Suzanne Harrington: We need to make trains sexy again
We need to re-romanticise trains for the 21st century, making them efficient, swift, desirable.
My chap and I are in different places. Geographically I mean – this isn’t about couples counselling. He lives in the capital, I live on the coast, with sixty miles of rolling green countryside and sprawling city suburbs between us.
When we want to see each other, I get on a train to the city, or he gets in his car to the coast.
Maybe you can guess who arrives in a more relaxed head space.
The moment you get on a train, you exhale. You sit back, gazing out the window at the passing landscape, idly doing a crossword, sipping a coffee, or getting a ton of work done, uninterrupted, finishing a book, whatever.
Arriving refreshed. Unlike my fella, who spends at least double the time inching forward in urban gridlock, maybe navigating a crash on the motorway that’s caused miles of tailback, before getting a speeding ticket for overcompensating after all the delays. Arriving frazzled.
But we love our cars, because we have been programmed to love our cars.
Car ads are always filmed in remote places where there are no other cars, rather than in the reality of sitting in traffic, fuming in all kinds of ways. Nor do we perceive ourselves as traffic - traffic is something made by other people in other cars - while we view public transport as second best, something used by poor people.

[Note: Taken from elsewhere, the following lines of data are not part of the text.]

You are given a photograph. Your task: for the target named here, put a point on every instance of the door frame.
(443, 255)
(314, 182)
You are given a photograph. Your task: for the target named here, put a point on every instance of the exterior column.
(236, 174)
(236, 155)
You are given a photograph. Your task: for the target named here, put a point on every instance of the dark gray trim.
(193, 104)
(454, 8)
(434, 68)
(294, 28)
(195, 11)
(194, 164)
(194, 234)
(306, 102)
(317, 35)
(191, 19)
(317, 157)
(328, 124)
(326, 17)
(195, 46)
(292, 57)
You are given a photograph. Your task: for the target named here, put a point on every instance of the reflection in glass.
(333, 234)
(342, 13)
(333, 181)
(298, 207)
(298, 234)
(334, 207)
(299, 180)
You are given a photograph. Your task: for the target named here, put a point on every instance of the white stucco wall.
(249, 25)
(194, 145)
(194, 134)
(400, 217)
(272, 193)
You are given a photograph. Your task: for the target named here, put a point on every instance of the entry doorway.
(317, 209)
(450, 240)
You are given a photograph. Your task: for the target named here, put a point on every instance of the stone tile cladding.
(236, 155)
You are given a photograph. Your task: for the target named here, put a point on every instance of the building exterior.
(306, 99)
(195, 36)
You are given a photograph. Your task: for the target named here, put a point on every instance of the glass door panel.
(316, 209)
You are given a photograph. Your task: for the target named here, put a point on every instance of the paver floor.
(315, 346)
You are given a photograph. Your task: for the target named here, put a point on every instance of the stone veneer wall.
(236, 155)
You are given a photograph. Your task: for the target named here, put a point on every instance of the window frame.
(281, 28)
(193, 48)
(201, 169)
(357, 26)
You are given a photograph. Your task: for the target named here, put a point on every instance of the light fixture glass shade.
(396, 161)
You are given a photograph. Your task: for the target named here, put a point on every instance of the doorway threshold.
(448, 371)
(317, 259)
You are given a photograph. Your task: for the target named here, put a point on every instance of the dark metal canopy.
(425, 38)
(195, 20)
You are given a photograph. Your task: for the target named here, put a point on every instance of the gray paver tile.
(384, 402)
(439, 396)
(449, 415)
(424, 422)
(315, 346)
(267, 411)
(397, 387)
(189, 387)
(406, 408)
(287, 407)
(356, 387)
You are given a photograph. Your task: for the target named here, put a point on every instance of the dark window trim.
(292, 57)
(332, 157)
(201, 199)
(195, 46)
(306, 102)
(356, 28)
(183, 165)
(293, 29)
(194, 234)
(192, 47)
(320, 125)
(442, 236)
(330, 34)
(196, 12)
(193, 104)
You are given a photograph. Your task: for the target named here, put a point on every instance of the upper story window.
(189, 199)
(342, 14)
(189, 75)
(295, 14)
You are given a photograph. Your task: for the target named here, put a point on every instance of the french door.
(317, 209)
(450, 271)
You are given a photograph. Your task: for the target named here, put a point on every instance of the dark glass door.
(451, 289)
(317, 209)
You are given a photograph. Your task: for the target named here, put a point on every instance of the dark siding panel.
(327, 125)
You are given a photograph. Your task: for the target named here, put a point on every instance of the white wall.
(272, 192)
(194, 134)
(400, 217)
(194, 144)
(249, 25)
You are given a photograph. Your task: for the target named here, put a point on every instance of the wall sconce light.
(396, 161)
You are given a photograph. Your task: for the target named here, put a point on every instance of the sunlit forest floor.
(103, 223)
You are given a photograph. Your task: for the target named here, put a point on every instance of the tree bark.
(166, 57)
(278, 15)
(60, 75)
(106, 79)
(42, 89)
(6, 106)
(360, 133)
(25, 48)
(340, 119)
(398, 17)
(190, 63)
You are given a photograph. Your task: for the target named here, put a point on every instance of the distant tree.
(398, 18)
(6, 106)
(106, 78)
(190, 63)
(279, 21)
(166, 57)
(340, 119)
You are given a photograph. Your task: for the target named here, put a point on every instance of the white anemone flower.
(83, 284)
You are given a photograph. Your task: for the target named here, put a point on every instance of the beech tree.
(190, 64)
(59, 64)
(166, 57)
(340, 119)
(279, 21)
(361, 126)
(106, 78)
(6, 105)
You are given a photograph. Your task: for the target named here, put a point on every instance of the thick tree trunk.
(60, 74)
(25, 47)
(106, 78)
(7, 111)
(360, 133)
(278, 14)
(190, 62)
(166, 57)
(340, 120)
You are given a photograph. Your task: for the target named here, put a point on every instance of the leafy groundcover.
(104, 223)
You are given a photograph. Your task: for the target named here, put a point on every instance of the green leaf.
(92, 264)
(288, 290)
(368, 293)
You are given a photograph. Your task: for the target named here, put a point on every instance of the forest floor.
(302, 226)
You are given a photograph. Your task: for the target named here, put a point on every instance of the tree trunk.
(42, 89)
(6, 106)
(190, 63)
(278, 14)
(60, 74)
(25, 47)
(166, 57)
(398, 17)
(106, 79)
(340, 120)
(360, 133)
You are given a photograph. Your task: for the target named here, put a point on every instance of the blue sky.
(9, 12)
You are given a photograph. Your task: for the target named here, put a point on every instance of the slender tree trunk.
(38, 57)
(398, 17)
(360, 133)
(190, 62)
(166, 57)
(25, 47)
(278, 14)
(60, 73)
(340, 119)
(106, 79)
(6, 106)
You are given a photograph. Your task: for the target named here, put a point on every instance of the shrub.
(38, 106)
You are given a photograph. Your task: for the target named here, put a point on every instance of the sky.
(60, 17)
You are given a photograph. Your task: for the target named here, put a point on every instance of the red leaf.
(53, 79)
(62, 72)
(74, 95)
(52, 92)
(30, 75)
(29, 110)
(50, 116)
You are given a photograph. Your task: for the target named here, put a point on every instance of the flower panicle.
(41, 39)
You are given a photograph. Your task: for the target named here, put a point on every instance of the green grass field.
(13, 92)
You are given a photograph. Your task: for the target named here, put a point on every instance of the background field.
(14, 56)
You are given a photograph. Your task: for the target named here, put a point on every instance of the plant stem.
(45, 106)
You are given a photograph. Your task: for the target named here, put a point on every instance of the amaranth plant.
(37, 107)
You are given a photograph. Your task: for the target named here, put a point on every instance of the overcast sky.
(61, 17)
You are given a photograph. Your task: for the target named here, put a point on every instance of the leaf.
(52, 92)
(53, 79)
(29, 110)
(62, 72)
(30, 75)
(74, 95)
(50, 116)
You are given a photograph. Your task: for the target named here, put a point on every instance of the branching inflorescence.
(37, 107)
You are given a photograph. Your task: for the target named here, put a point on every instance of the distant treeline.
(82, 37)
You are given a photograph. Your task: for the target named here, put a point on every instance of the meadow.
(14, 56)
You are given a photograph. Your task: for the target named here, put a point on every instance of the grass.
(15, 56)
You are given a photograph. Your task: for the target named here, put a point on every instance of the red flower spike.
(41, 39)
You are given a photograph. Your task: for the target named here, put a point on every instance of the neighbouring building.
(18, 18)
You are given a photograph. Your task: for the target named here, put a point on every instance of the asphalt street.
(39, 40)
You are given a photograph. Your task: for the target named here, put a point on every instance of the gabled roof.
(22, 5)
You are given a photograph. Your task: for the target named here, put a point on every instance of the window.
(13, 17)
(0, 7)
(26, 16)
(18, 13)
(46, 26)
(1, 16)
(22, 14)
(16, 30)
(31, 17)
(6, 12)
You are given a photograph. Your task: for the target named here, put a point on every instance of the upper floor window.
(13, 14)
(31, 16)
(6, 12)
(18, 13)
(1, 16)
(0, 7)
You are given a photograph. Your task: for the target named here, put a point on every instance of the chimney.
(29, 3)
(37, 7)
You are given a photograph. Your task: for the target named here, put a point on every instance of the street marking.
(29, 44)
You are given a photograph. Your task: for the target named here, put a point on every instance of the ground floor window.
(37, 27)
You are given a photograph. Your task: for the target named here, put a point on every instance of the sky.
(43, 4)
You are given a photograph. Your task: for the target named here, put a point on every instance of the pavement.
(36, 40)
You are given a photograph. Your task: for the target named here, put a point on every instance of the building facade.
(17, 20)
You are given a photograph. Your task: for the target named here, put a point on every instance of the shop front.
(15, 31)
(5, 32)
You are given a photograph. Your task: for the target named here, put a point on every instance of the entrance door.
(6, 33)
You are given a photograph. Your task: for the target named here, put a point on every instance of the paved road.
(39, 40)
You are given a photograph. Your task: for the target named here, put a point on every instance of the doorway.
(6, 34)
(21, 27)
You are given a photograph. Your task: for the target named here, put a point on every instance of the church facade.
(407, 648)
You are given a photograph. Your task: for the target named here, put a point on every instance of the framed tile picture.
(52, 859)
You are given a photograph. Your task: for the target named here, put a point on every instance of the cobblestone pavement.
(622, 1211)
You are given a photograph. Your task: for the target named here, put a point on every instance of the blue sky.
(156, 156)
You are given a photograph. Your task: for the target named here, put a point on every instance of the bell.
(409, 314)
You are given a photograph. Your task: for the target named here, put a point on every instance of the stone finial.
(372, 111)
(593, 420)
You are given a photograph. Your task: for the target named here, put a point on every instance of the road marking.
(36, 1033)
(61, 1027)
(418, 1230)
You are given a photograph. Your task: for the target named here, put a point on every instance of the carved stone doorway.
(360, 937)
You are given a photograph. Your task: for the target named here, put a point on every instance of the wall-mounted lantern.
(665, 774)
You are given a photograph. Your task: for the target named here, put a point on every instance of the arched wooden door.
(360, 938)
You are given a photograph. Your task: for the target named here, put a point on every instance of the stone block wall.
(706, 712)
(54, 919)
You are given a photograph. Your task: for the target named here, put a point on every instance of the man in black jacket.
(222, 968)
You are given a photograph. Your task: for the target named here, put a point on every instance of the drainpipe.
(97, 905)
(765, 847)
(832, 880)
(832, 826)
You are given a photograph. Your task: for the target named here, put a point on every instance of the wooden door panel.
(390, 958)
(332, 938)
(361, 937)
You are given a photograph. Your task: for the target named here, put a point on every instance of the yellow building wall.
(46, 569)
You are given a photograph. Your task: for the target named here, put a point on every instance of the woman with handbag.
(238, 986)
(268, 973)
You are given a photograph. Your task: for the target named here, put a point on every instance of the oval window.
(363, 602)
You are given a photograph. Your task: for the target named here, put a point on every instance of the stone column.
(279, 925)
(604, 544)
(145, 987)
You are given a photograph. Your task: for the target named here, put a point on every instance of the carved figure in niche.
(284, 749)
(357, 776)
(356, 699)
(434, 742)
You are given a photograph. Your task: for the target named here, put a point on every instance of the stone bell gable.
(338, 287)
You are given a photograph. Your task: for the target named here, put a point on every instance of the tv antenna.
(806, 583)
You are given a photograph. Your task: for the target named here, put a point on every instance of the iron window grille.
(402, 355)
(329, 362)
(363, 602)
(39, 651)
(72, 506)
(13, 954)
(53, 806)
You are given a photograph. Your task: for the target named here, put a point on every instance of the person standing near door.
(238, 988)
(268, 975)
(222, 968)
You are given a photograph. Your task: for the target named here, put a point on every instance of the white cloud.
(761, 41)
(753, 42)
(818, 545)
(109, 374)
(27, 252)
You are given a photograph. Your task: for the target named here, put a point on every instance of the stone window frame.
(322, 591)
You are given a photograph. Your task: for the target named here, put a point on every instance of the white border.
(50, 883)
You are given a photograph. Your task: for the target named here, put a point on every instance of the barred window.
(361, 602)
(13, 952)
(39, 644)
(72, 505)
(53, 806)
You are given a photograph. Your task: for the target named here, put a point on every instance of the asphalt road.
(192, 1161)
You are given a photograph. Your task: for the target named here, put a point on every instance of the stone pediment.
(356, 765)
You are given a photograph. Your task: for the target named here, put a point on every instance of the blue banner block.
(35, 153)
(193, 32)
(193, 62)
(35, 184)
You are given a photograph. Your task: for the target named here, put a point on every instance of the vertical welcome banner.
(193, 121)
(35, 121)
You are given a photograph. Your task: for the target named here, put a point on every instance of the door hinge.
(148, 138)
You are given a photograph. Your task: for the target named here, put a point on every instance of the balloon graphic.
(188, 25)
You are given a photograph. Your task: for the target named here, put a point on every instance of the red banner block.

Margaret Thatcher once said that anyone taking the bus after the age of 30 was a failure; lots of us still think like this.
But how we get from A to B is changing.
In our wisdom, we replaced trains with cars, which emit 80% more greenhouse gases per kilometre, and have made Dublin the third slowest driving city in the world (10km takes 28 minutes).
We built all those new roads instead of rebuilding and reinvesting in all our old train networks. Duh.
In 1920, Ireland’s rail network criss-crossed the country for 3,500km. You could get the train to mad places like Ballybunion, Ballybrophy, Ballyhaunis. (Nope, me neither).
Today the Irish rail network, once a sprawling delta, is a dried up trickle of its former self.
Great news then that the transport minister is keen to regenerate this network, to get us back on trains.
In order to get us out of our cars, trains need to be better than cars – faster, cheaper, more comfortable, and with better Wifi.
Creating a cultural shift is not an overnight thing, and requires considerable cash input, but the alternative – sitting in traffic as the planet goes up in smoke – seems a bit daft.
We need to re-romanticise trains for the 21st century, making them efficient, swift, desirable. A developed society, one going forward in every sense, is not when all the poor people have cars, but when all the rich people use public transport. We need to make trains sexy, cars unsexy.